La « fabricoleuse » de chansons pour enfants connue sous le nom de Ariane DesLions souhaite mobiliser la communauté artistique le 3 juillet devant l’hôtel de ville de Sherbrooke afin de réfléchir collectivement à l’avenir des arts vivants et au statut précaire des artistes.

Ariane DesLions propose une réflexion sur l’avenir des arts vivants

En collaboration avec le Conseil de la culture de l’Estrie, l’artiste sherbrookoise Ariane Dion-Deslauriers souhaite mobiliser la communauté artistique dans le but de réfléchir collectivement à l’avenir des arts vivants. L’investigatrice et « fabricoleuse » de chansons pour enfants invite donc les citoyens à joindre leurs voix à celles des artistes lors d’un rassemblement à la fois créatif et revendicateur. Le rendez-vous est prévu pour le vendredi 3 juillet à 11 h au carré Strathcona, en face de l’hôtel de ville de Sherbrooke.

« La situation actuelle est historique, mais pas unique », raconte celle qui a vu toute une année salariale s’envoler en quelques semaines. « Les artistes font face à une précarité à laquelle ils doivent se préparer. La crise révèle beaucoup d’injustices. Notre statut juridique doit être à l’ordre du jour », soutient Ariane Dion-Deslauriers.

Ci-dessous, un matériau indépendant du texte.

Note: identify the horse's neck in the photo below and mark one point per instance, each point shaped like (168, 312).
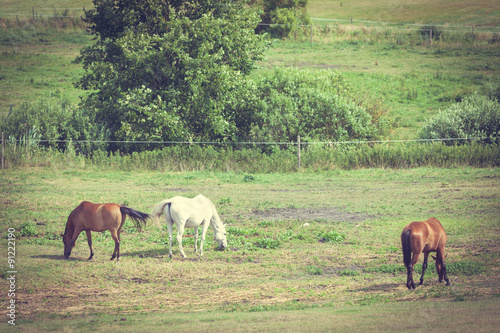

Malgré le prolongement de la PCU envisagé par le gouvernement et les subventions offertes pour favoriser les initiatives virtuelles, la créatrice craint que les répercussions de la COVID-19 se fassent ressentir à long terme dans l’industrie culturelle.

« C’est un effet domino. Je fais le deuil de tous les projets que je ne pourrai pas faire. Je n’ai aucune certitude pour les années à venir. Je me suis tournée vers le numérique, mais je ne suis pas convaincue que cela ressemble au métier que j’ai choisi », confie celle qui a lancé un album quelques jours avant que « tout s’écroule ». 

Elle ajoute que les habitudes de consommation des gens ont changé et que cela aura un impact direct sur sa carrière. « C’est surtout des grands-parents qui accompagnent les enfants dans mes spectacles. La perte d’argent, je devrai l’assumer seule. »

Mieux protéger les artistes

Avec l’aide de Juliàn Gutiérrez, du groupe Habana Café, la jeune femme souhaite permettre aux artistes de la région, toutes disciplines confondues, de se rencontrer et de colliger des moyens de mobilisation qui permettraient de sensibiliser la population au manque de protection sociale auquel les artistes font face.

« Il existe différents modèles ailleurs dans le monde. On a plusieurs idées, mais on veut se collectiviser et entendre ce que les gens ont à dire. On espère aussi que des décideurs publics se joindront à nous pour nous prêter main-forte », ajoute-t-elle.

Ariane Dion-Deslauriers croit que le gouvernement est prêt à entendre les idées et à discuter. « Quelle est la place de l’art dans la société? C’est une réflexion que je ne peux faire seule », implore-t-elle.